K&S Corporation has announced a net profit after tax of $5.6 million for the half year ended 31 December 2013. According to K&S, the prior comparative period featured “much stronger trading conditions”, particularly in resource-driven Western Australia.
Operating revenue was $258.3 million, down 12 per cent on the prior period. The company said the decrease was largely due to the weakness in demand for transport services on the eastern seaboard, lower activity levels in Western Australia and the cessation of the Australian Paper contract at the end of June 2013.
“After a disappointing first quarter to FY2014, we have seen some modest improvement in underlying trading conditions in the second quarter of FY2014. We are also seeing some benefit from the steps taken to reduce costs to align the cost base with customer volumes,” said K&S Managing Director, Greg Stevenson.
Recent contract wins in Western Australia with Argyle Diamond and Kimberley Diamond together with new contracts in New Zealand should assist the second half performance.
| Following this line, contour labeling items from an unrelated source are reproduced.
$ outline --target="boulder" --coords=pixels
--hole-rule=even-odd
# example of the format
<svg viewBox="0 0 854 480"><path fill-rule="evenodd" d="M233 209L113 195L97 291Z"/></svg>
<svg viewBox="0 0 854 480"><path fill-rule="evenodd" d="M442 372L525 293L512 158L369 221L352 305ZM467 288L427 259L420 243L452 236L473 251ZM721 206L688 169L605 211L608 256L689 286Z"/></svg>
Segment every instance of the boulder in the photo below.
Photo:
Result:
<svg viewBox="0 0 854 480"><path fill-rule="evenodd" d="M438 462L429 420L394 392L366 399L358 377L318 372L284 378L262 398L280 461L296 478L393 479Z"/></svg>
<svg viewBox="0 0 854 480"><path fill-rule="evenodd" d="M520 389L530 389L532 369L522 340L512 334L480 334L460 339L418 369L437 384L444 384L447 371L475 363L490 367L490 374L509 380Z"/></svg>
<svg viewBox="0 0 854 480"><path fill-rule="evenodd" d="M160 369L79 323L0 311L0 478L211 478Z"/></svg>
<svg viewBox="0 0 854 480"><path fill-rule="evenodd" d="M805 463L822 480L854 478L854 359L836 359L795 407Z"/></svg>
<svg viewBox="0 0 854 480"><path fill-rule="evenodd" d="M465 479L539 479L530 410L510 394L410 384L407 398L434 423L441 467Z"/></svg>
The result was impacted in the first half of FY2014 on a pre‐tax basis by $970,000 by one off re-organisation costs and transaction costs associated with the current merger with Scott Corporation Limited.
The merger announced by K&S Corporation in November 2013, in which K&S indicated its intention to merge with Scott Corporation by way of a conditional off-market takeover bid (“Offer”), has now been declared free of any defeating conditions and accordingly the Offer is now unconditional.
The level of Acceptances received from Scott Corporation shareholders received under the Offer currently stand at 93.16 per cent of Scott Corporation’s issued share capital.
In a statement, K&S Corporation said that it intends to exercise its compulsory acquisition rights to acquire any Scott Corporation shares in respect of which has not received valid acceptances by the close of the Offer at 7:00pm (EDST) on 4 March 2014.
#K&S’s Board is pleased to advise that we have received sufficient acceptances from Scott Corporation shareholders to entitle us to exercise compulsorily acquisition rights over any outstanding minority shareholdings,” said K&S’ Deputy Chairman, Greg Boulton AM.
“With the Offer scheduled to close on 4 March 2014, we urge any Scott Corp shareholders who intend to accept the Offer, but have not already done so, to send in their acceptance forms in accordance with the bidder’s statement before that date to ensure that the provision of consideration for their shares is not delayed.”
The merger between K&S Corporation and Scott Corporation will create a merged group with annual revenues of about $750 million, a market capitalisation in excess of $200 million, and more than 2,000 employees.